The combination of multiple public postures and the periodic stints in power have indeed resulted in many problems for the Sangh Parivar, including ideological confusion and clashes between the different outfits in the Hindutva combine. One significant clash in the last decade and a half has been between the VHP and the BJP, following the VHP’s accusations about the dilution of the Hindutva agenda by the BJP. This climate, which was marked by stints in power at the Centre and in the States, also gave rise to a culture of personality cult in the BJP and tussles within its leadership. So much so that, at a conclave in 2004, the RSS leadership even contemplated propping up another political arm for the Sangh Parivar. The RSS top brass’ contention at that meeting was that the BJP no longer fulfilled the primary objective that the Sangh Parivar had envisioned for it: that of developing a pan-Hindu political identity.
A number of meetings of the Sangh Parivar constituents grappled with these issues between 2004 and 2009 even as one-time Hindutva stars such as former Deputy Prime Minister Lal Krishna Advani and former Madhya Pradesh Chief Minister Uma Bharati caused one organisational problem after another.

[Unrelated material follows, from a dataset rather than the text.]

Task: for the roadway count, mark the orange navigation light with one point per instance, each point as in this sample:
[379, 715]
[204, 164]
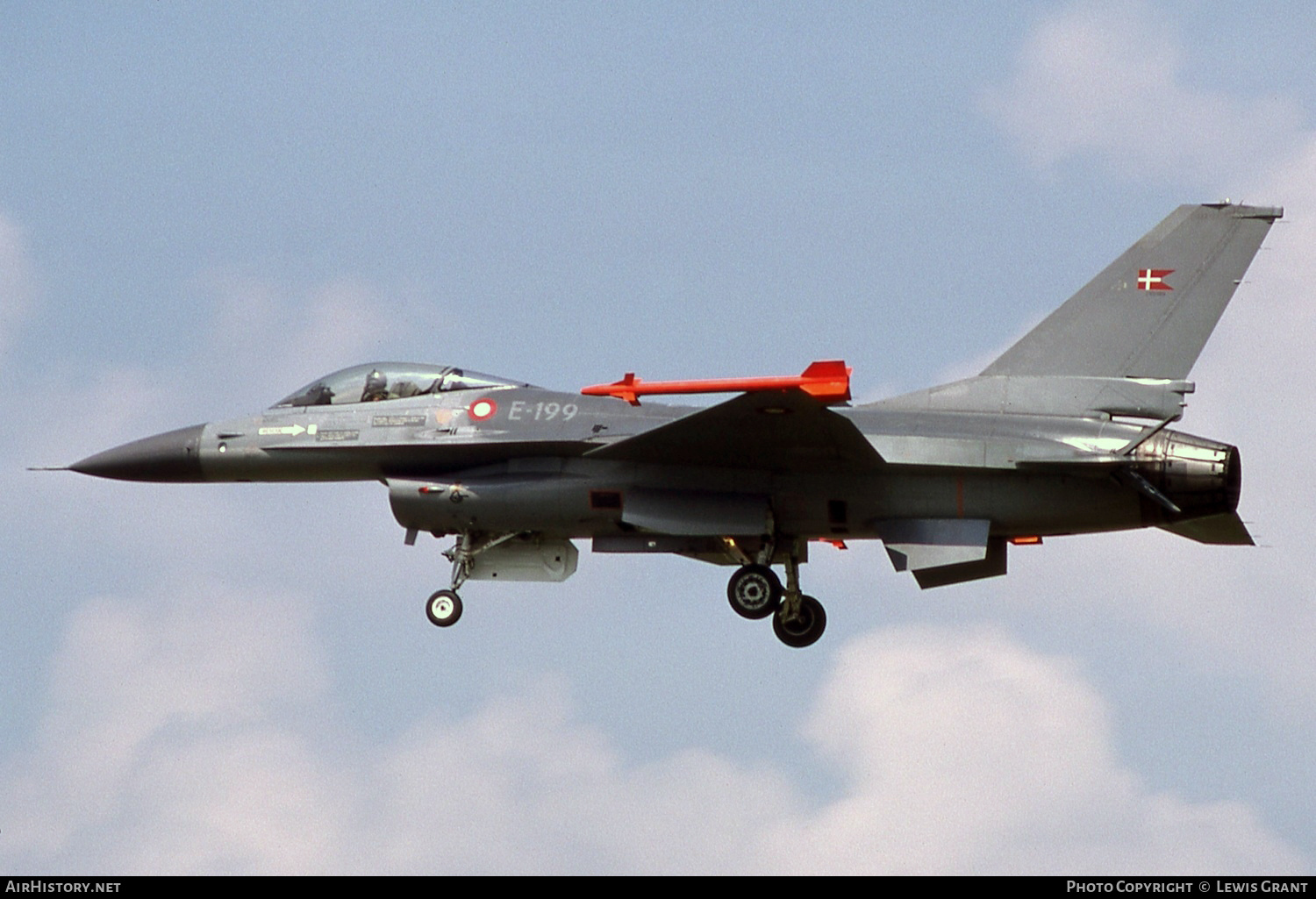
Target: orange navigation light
[828, 382]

While issues relating to Advani sprang from his controversial positive assessment of Pakistan founder Mahammad Ali Jinnah and his reluctance to demit office as party president, Uma Bharati was perceived as one prone to get into personality tussles with other leaders. She even went out of the BJP during this turbulent period. According to Sangh Parivar insiders, it cannot be said that the issues have been settled, although the BJP has more or less fallen in line.
At present, politically and organisationally the Sangh leadership is asserting itself, at least more steadily than in the 2000-04 period. The Hindutva-oriented initiatives that one has seen in different States recently are also a reflection of this assertion, an RSS functionary based in Lucknow said.
According to Sangh Parivar insiders, the appointment of Nitin Gadkari as BJP president was an important step in this consolidation. The periodic meetings, both formal and informal, organised by the RSS to bring all major Hindutva outfits together have facilitated the multitasking by the national and State units of the BJP and other Sangh Parivar organisations.
The last major formal Samanwaya Baithak (togetherness meeting) of the Sangh Parivar took place in Ujjain in August 2011. At this meeting, it was decided that the strategy for the BJP central leadership would be to raise an anti-corruption campaign along with civil society organisations and their leaders such as Anna Hazare and Baba Ramdev, while the State governments would focus on Hindutva-oriented good governance.
Assessments in the Sangh Parivar on the success of this good governance are divided. Sections of the RSS and the VHP still consider that the Hindutva quotient of many BJP State governments is not up to the mark, while those running the governments aver that they are doing their best. Whatever the final evaluation on this debate, there is little doubt that the impact of the Hindutva-oriented good governance on the minority communities is a painful one.